“I have an interest in my own condition and so I must have an interest in theirs,” you said, running your finger over a page covered in tight handwriting. I couldn’t read in those days, but I could recognize drawings of human feet and hands, a rudimentary sketch of what looked like a heart. “Don’t you wonder what power animates us after our first death? Grants us our long, unaging lives?”
I gave a little shiver in the drafty hall. I tried very hard not to think about that, most days.
“I couldn’t imagine, my lord. There is no creator other than God, so maybe He forged the first vampire from the clay of the Earth. Instead of mixing the clay with water, He mixed it with blood.”
I had always been a faithful person, sometimes bordering on superstitious. Entering my second life hadn’t changed that; it had simply broadened my existential horizons.
You smiled at me. Condescendingly. Almost pityingly.
“Your priest’s bedtime stories cannot account for us. Whether we are nature’s triumph or her great shame, there’s rhyme and reason to our hungers. To our bodies and their processes. It is my intention to unravel it, to comprehend and map our condition.”
“To what end?” I asked. I could not stop the questions from coming, even though I was learning that more than two in a row tended to irritate you. Sure enough, I saw a flash of annoyance in your eyes. But you sighed and answered me, as though I were a pestering child.
“Power, of course. To know oneself, one’s limits and abilities, is its own power. To know how one may best subdue another with similar abilities is another.”

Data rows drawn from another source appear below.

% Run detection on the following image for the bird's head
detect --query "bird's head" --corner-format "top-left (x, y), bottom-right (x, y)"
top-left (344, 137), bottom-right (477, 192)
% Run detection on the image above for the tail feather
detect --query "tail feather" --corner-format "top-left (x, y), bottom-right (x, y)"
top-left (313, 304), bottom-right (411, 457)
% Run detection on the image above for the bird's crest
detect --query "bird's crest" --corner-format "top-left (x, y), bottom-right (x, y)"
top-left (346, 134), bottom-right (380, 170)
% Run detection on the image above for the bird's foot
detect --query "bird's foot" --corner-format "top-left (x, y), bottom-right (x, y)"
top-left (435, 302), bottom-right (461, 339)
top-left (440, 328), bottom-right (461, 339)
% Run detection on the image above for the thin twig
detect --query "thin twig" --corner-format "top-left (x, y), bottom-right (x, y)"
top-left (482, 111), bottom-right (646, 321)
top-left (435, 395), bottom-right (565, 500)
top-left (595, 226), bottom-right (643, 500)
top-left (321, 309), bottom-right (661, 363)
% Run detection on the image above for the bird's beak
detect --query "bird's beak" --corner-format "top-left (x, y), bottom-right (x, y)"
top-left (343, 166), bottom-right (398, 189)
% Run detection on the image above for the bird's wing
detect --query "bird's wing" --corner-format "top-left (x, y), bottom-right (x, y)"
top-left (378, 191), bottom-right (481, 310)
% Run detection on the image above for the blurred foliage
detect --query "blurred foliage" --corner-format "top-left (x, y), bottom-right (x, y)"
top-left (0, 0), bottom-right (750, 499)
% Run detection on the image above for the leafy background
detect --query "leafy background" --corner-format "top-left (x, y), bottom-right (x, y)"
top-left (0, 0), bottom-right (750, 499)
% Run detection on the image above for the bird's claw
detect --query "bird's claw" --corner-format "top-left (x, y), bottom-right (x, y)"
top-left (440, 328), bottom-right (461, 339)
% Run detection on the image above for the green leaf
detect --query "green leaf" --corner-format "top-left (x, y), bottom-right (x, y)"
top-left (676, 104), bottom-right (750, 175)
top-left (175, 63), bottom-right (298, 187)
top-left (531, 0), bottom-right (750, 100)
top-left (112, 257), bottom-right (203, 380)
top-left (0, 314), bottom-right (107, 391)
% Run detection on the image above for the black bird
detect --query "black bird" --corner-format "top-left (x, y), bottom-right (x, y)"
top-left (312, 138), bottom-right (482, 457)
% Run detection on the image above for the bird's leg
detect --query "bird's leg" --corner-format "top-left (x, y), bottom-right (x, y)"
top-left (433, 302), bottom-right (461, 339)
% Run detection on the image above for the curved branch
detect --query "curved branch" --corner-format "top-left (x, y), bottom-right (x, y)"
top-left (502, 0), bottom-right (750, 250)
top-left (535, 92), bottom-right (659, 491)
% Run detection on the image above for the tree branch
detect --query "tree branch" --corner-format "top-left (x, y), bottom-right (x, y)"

My heart lurched in my chest. Your words were like splinters of light through the darkness of a tomb, the promise of life in the world outside.
“Another? There are others like us, my lord?”
You hadn’t mentioned others. You spoke of us as though we were the only two creatures like us in the known world, like we had been hand-picked by fate to meet.
“There are never only two of any species. Consider how I sired you, Constanta. You have experienced firsthand how we are born.”
“Does that mean I could sire another?” I said, pressing my hand to my abdomen in shock. An old habit, associating birth with a womb. But it wasn’t childbirth I had in mind.
You gave me one of your surveying glances.
“No, little Constanta. You are too young, your blood is too weak. It would take a thousand years for you to even be able to make an attempt. It’s a weighty power, siring. Best to leave it to those who can manage the responsibility.”
My head was swimming with so much new information, crowded with questions the way your study was crowded with the baubles you had picked up on your travels.
“That means someone sired you, then,” I said, racing to keep up. “If you’re looking for our originating principle, you were made just like I was. Where is your sire now?”
“Dead,” you said, dismissing my question with a wave. “He was not as kind as I am. I was his slave in life and he sired me to be his eternal servant. He did not live long after that, unfortunately.”
Your irritation was manifest now, warning me to mind my place. I was there to ornament your home and soothe your mind, not bludgeon you with questions. So I gathered my skirts in my hands and stood quietly while you narrated your instruments, your studies, your small discoveries to me. Feeding me tiny tidbits of what you believed I was ready to know, a crease of annoyance still written between your brows.
You always hated it when I overreached the carefully drawn limits of my knowledge.
Probably because you so enjoyed dangling the promise of revelation just out of my reach, the way sailors dangle kippers to make cats dance for their supper.
Questions. I had so many questions, and I should have asked them all. I should have worn you down like water dripping away at a rock until I learned everything you knew. But you must understand, I was only a girl. I was alone, and I was scared. I had no home left to speak of.
It’s easy to hate myself for my ignorance now, when I have the hindsight of centuries behind me, but in those first years I was only concerned with surviving. And the best way to survive, I believed, was to surrender myself to you with total abandon and adoration. And God, how I adored you. It went beyond love, beyond devotion.
I wanted to dash myself against your rocks like a wave, to obliterate my old self and see what rose shining and new from the sea foam. The only words I had to describe you in those early days were plunging cliffside or primordial sea, crystal-cold stars or black expanse of sky.